7. Il résulte de ce qui précède que l’obligation dont se prévaut la société Entoma est, en l’état de l’instruction, sérieusement contestable. Par suite, la requête présentée sur le fondement de l’article R. 541-1 du code de justice administrative, ne peut, sans qu’il soit besoin de se prononcer sur les fins de non-recevoir opposées en défense par le préfet de police, qu’être rejetée en toutes ses conclusions, y compris celles présentées sur le fondement de l’article L. 761-1 du code de justice administrative.
O R D O N N E :
Article 1er : La requête de la société Entoma est rejetée.
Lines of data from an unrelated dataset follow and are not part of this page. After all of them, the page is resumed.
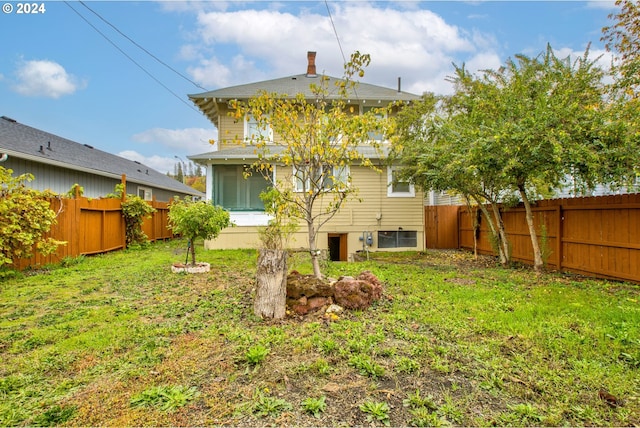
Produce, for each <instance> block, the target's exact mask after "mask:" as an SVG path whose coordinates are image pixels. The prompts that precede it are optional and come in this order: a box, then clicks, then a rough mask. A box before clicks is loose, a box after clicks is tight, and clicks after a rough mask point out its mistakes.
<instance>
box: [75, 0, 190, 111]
mask: <svg viewBox="0 0 640 428" xmlns="http://www.w3.org/2000/svg"><path fill="white" fill-rule="evenodd" d="M64 3H65V4H66V5H67V6H69V8H71V10H73V11H74V12H75V13H76V15H78V16H79V17H80V18H81V19H82V20H83V21H84V22H86V23H87V24H89V26H90V27H91V28H93V29H94V30H95V31H96V32H97V33H98V34H100V35H101V36H102V37H103V38H104V39H105V40H106V41H107V42H109V43H110V44H111V45H112V46H113V47H114V48H116V49H117V50H118V51H119V52H120V53H121V54H122V55H124V56H125V57H127V59H129V61H131V62H132V63H134V64H135V65H136V66H138V68H139V69H140V70H142V71H143V72H144V73H145V74H146V75H147V76H149V77H151V78H152V79H153V80H155V81H156V83H157V84H159V85H160V86H162V87H163V88H164V89H165V90H166V91H167V92H169V93H170V94H172V95H173V96H174V97H176V98H177V99H179V100H180V102H181V103H183V104H184V105H186V106H187V107H189V108H190V109H192V110H193V111H196V112H198V113H200V111H198V110H196V109H195V108H194V107H193V106H192V105H191V104H189V103H187V102H186V101H185V100H184V99H182V97H181V96H180V95H178V94H176V93H175V92H173V91H172V90H171V89H169V87H168V86H166V85H165V84H164V83H162V82H161V81H160V80H158V79H157V78H156V77H155V76H154V75H153V74H151V73H150V72H149V71H147V70H146V69H145V68H144V67H143V66H142V65H140V64H139V63H138V62H136V60H135V59H133V58H131V56H129V55H128V54H127V53H126V52H125V51H123V50H122V49H121V48H120V47H119V46H118V45H117V44H116V43H115V42H113V41H112V40H111V39H110V38H109V37H107V35H105V34H104V33H103V32H102V31H100V30H99V29H98V28H97V27H96V26H95V25H93V24H92V23H91V22H89V20H87V18H85V17H84V16H82V14H81V13H80V12H78V11H77V10H75V9H74V8H73V6H71V4H69V2H68V1H66V0H65V2H64Z"/></svg>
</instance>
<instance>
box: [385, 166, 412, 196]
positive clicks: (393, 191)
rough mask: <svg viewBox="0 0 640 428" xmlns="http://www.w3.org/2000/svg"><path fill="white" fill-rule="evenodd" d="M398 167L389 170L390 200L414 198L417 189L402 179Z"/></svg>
mask: <svg viewBox="0 0 640 428" xmlns="http://www.w3.org/2000/svg"><path fill="white" fill-rule="evenodd" d="M399 170H400V168H398V167H393V166H392V167H388V168H387V196H388V197H390V198H413V197H415V196H416V189H415V187H414V185H413V183H411V182H409V181H407V180H403V179H402V178H400V176H399V174H398V172H399Z"/></svg>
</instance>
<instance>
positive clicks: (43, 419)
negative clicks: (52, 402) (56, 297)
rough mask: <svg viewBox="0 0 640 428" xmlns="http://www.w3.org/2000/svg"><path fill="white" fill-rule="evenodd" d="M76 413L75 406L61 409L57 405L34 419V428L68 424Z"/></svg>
mask: <svg viewBox="0 0 640 428" xmlns="http://www.w3.org/2000/svg"><path fill="white" fill-rule="evenodd" d="M75 413H76V407H75V406H67V407H61V406H59V405H57V404H56V405H55V406H53V407H51V408H49V409H47V410H46V411H45V412H44V413H41V414H39V415H38V416H36V417H35V418H34V419H33V422H32V426H36V427H50V426H59V425H62V424H63V423H65V422H67V421H68V420H70V419H71V418H73V416H74V415H75Z"/></svg>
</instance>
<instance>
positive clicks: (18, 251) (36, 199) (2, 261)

Article 2 : La présente ordonnance sera notifiée à la société Entoma et au ministre de l’économie, des finances et de la souveraineté industrielle et numérique.
Copie en sera adressée au préfet de police.
Fait à Paris, le 12 août 2025.
La juge des référés,
S. Marzoug
La République mande et ordonne au ministre de l’économie, des finances et de la souveraineté industrielle et numérique, en ce qui le concerne, ou à tous commissaires de justice à ce requis en ce qui concerne les voies de droit commun contre les parties privées, de pourvoir à l’exécution de la présente décision.